The numbers are striking. Teams with high AI adoption saw code output surge 98%, with more pull requests merged. Sounds great, right? Except code review times ballooned 91% simultaneously, and average PR sizes increased 154%.
As Google's Addy Osmani puts it in his analysis: "We got faster cars, but the roads got more congested."
Here's what's happening: when code generation becomes cheap and fast, teams produce vastly more code. But human review capacity hasn't scaled proportionally. According to recent survey data, only 48% of developers consistently review AI-generated code before committing, despite 38% finding that "reviewing AI-generated logic actually requires more effort than reviewing human-written code."
The productivity gains from AI coding tools look great until you zoom out and see the whole system. Turns out writing code was never the slow part - understanding and maintaining it was.
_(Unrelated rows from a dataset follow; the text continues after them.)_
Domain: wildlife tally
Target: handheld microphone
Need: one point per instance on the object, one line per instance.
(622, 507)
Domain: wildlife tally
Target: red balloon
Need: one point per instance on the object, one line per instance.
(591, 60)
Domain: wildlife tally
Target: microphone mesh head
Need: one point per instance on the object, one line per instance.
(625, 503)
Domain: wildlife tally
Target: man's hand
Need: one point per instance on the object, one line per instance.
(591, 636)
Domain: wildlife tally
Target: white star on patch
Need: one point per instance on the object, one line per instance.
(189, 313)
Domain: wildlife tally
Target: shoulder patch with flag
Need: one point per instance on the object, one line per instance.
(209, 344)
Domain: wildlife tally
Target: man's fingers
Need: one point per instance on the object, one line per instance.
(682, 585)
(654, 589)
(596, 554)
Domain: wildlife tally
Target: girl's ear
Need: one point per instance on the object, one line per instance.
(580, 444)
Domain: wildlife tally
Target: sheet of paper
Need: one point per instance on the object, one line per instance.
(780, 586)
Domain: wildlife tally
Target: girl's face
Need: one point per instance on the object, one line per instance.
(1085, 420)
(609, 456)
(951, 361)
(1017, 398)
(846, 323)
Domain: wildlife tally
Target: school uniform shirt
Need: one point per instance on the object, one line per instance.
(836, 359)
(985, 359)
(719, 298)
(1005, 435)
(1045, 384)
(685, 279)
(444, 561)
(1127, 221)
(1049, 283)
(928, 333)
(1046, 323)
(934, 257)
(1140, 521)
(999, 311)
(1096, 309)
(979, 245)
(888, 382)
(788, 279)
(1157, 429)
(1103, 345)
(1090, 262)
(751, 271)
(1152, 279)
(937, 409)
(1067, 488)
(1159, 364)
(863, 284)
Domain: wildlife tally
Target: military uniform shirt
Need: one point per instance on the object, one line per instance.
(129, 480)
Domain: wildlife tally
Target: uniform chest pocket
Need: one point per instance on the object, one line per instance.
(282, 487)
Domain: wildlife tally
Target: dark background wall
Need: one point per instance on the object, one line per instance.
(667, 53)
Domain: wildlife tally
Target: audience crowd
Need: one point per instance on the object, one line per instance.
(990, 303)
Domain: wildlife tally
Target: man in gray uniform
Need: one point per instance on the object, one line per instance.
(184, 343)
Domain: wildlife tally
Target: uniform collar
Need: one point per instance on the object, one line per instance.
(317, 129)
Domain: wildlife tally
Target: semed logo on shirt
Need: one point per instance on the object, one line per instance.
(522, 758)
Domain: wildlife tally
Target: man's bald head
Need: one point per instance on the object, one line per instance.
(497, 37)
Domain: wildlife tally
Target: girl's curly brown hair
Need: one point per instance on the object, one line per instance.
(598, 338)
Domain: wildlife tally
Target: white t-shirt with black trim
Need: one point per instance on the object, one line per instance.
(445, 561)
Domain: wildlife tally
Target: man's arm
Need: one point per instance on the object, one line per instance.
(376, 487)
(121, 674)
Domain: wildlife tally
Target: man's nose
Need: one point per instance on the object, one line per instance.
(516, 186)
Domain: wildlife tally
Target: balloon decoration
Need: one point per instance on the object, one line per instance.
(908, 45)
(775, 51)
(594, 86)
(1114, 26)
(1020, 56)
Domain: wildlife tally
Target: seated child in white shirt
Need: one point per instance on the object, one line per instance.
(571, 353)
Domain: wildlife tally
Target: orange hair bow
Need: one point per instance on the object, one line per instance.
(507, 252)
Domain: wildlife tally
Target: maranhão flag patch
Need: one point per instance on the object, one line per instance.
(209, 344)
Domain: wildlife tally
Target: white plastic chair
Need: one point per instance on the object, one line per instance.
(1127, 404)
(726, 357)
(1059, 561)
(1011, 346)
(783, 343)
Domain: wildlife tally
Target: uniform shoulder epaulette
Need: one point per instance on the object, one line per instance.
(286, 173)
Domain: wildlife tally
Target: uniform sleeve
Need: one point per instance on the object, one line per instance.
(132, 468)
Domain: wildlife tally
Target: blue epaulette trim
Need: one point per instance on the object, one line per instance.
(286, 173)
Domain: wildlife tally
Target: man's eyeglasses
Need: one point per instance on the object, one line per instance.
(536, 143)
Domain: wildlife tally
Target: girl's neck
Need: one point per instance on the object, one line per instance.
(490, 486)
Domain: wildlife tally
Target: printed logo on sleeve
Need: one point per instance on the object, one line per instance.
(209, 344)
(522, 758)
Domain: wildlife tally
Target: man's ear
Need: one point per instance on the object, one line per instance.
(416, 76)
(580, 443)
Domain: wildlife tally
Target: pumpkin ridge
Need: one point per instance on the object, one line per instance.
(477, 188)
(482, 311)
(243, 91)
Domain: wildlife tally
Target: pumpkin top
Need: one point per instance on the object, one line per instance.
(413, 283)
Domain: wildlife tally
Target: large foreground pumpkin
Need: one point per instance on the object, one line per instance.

Osmani introduces the concept of "comprehension debt" - the accumulating cost of reviewing code you can no longer write from scratch. This creates dependency and potential skill atrophy among teams relying heavily on AI assistance. When developers generate code they don't fully understand, review becomes harder, bugs slip through, and the codebase becomes progressively more opaque.
This isn't an argument against AI coding tools. They're genuinely useful for boilerplate, documentation, and exploring unfamiliar APIs. But the industry narrative that AI will 10x developer productivity is running into the reality that software engineering isn't just typing speed.
The constraint in most engineering organizations isn't how fast you can write code. It's how fast you can verify it works, understand what it does, maintain it over time, and coordinate changes across teams. AI assistants are incredible at the first part. They're not helping with the rest.
Faster generation doesn't equal faster shipping when verification becomes the constraint. The productivity paradox reveals a fundamental truth about software development: the hard part was never the typing.